This article is adapted from the business magazine Capital and is available here for ten days. Afterwards it will only be available to read at Like stern, Capital belongs to RTL Deutschland.

The Summer Olympics will begin in Paris – the long-awaited goal for thousands of athletes around the world. Just like the southwest German air taxi start-up Volocopter, which wanted to offer regular flights for the first time to the mass event in the French capital in cooperation with the airport operator ADP.

Volocopter’s giant drones would fly on three routes in the Paris region, “accessible to the general public as a complement to the Paris region’s existing public transport,” as ADP announced last year. In recent weeks, however, doubts have increased as to whether the necessary approval would be granted in time by the EU aviation safety authority EASA.

According to French media reports, the German start-up itself apparently no longer believes in it. “We probably won’t be able to carry paying passengers,” the daily newspaper “Le Figaro” quotes Volocopter CEO Dirk Hoke.
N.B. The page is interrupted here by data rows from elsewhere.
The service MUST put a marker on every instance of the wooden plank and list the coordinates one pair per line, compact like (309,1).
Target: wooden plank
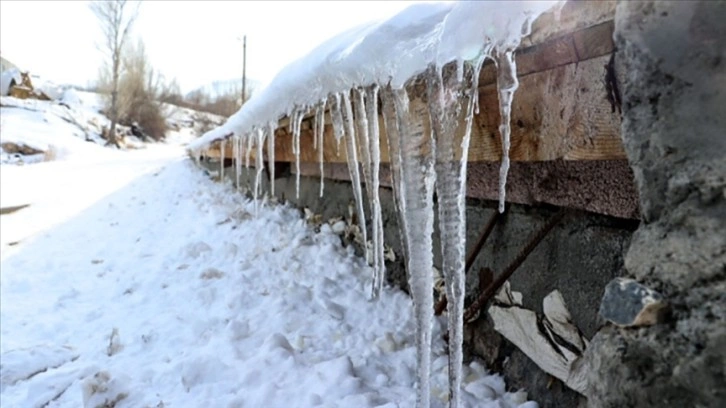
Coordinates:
(560,110)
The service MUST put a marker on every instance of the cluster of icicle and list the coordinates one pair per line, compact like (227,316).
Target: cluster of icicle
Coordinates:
(421,163)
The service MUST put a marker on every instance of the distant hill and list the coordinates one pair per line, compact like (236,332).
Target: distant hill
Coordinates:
(5,64)
(227,86)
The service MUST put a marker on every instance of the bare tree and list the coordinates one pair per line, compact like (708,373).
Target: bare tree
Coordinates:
(115,18)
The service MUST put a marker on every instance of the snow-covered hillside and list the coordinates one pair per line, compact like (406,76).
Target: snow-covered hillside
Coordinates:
(33,131)
(133,278)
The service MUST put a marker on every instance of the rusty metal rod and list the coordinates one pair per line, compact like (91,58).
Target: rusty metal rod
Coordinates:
(492,289)
(441,305)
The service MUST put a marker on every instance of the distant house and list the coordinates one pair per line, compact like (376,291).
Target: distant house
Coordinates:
(5,64)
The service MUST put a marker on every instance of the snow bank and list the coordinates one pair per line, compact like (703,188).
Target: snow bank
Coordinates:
(391,51)
(166,291)
(348,75)
(6,78)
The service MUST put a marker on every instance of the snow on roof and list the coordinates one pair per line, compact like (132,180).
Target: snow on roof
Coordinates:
(391,51)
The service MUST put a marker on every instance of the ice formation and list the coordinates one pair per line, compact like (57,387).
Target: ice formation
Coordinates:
(423,66)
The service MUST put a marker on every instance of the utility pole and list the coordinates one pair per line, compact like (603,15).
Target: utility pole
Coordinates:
(244,69)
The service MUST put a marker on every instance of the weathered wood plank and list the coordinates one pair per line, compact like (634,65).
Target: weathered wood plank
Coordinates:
(560,110)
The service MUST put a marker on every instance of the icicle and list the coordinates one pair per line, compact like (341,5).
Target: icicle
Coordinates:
(416,190)
(235,150)
(375,152)
(222,144)
(315,127)
(368,131)
(320,125)
(296,118)
(271,155)
(507,84)
(394,153)
(353,168)
(259,164)
(445,95)
(248,150)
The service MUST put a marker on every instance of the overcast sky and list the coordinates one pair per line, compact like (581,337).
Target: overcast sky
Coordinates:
(195,42)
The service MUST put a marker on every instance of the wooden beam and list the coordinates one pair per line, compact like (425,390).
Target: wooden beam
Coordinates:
(560,111)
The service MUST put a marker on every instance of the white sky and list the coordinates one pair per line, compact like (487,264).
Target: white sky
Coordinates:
(193,41)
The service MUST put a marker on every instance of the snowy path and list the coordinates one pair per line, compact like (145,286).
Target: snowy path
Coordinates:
(138,279)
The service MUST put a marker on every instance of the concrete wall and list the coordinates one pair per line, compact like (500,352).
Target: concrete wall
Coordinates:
(671,64)
(579,257)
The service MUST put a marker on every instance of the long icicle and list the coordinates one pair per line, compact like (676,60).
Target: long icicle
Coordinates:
(235,156)
(222,145)
(351,150)
(320,124)
(249,139)
(418,177)
(445,95)
(390,123)
(297,117)
(366,111)
(507,84)
(259,166)
(271,155)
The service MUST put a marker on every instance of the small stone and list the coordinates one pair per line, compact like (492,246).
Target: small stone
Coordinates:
(627,303)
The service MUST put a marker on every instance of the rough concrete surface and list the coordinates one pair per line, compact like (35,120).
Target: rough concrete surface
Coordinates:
(599,186)
(579,257)
(671,64)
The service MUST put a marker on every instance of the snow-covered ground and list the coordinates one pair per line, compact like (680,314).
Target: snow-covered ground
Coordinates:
(132,277)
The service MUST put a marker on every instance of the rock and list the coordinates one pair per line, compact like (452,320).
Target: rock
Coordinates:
(627,303)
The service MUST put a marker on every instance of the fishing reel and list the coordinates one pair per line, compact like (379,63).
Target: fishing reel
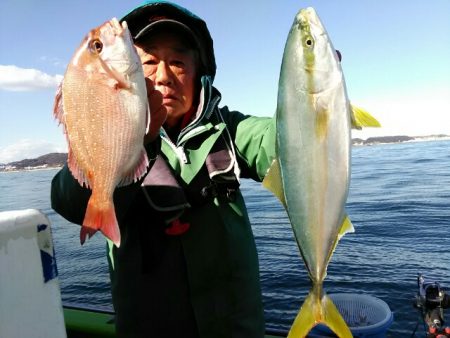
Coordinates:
(431,299)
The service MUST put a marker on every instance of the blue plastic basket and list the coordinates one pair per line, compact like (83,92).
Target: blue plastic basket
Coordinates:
(366,316)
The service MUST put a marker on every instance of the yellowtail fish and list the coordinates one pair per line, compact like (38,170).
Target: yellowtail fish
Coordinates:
(102,103)
(311,173)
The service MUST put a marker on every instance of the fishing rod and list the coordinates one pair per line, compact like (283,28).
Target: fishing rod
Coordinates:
(431,301)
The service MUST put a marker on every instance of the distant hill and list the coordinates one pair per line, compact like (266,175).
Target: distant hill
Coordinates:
(48,160)
(397,139)
(54,160)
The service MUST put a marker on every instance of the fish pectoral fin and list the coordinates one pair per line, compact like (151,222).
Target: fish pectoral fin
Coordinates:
(346,227)
(119,81)
(58,107)
(137,172)
(318,309)
(272,181)
(76,171)
(147,119)
(361,118)
(100,217)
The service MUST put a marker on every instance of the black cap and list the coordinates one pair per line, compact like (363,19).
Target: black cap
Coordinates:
(154,15)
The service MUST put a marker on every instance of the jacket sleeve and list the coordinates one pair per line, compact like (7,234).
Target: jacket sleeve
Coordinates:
(254,139)
(69,198)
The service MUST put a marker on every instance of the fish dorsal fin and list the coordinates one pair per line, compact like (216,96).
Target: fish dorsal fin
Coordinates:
(138,171)
(361,118)
(272,181)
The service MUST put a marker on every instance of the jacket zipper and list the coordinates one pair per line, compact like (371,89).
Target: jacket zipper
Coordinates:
(179,151)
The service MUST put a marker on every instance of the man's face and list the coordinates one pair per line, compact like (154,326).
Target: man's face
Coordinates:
(171,68)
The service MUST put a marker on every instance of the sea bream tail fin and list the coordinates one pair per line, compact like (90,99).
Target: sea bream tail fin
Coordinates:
(361,118)
(100,216)
(318,308)
(272,181)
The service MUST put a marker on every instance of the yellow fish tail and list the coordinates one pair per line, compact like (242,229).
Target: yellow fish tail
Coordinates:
(318,308)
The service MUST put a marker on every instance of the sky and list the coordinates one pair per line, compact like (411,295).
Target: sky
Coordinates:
(396,60)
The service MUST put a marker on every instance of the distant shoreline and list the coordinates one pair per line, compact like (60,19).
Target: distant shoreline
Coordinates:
(54,161)
(29,169)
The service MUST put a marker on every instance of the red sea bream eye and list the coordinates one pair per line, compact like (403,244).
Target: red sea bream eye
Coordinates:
(96,46)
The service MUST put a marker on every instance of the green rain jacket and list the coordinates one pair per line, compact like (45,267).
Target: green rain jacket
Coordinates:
(204,282)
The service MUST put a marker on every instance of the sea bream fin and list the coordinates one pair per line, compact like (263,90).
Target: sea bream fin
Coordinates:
(138,171)
(58,107)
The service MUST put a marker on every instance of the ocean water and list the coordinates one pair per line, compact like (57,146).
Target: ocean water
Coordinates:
(399,203)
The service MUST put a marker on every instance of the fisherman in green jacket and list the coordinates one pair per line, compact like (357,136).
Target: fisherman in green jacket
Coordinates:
(187,265)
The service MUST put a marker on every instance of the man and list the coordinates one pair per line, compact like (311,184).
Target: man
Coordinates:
(187,265)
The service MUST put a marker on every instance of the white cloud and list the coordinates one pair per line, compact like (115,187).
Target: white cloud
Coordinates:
(414,114)
(27,148)
(13,78)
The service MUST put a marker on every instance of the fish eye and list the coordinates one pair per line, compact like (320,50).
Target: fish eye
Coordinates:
(309,42)
(96,46)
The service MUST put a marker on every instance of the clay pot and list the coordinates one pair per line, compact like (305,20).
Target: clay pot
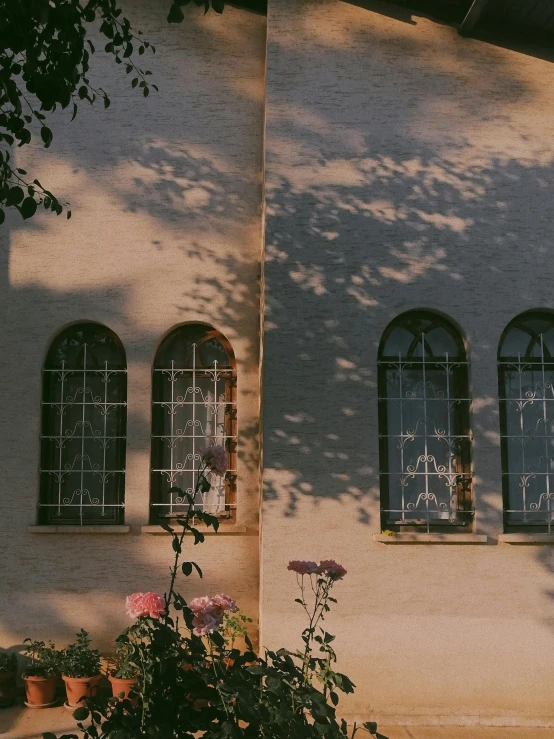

In a press conference with specialist journalists, Hoke specified that passengers would be allowed to fly with the model called Volocity “upon invitation” – for example politicians, athletes and experts. The question of how often and when the two-seater aircraft should be allowed to take off is being discussed with the supervisory authorities. Between three and five flights are planned per route.

But it is unclear whether Volocopter itself will be able to carry out this low-cost flight program during the games. Local politicians and environmental groups are up in arms against the project, particularly against an inner-city landing site that is to be set up on a barge on the Seine for a few months. At the same time, French Transport Minister Patrice Vergriete and President Emmanuel Macron are considered supporters of the plan, who want to set an example for a new culture of innovation in the “Grande Nation”.

The delay is extremely inconvenient for the start-up. The rapidly growing company has high financial needs, which currently cannot be adequately covered by investors. As “Spiegel” reported at the end of March, FDP Transport Minister Volker Wissing is said to be considering providing 150 million euros for the air taxi start-up together with the Free State of Bavaria.

According to the data portal Crunchbase, Volocopter has so far received around 725 million euros from investors; most recently, in autumn 2022, the company behind Saudi Crown Prince Mohammed bin Salman’s Neom megacity project took part. According to the most recent figures available in the Federal Gazette, Volocopter reported an annual loss of 118 million euros in 2021 alone.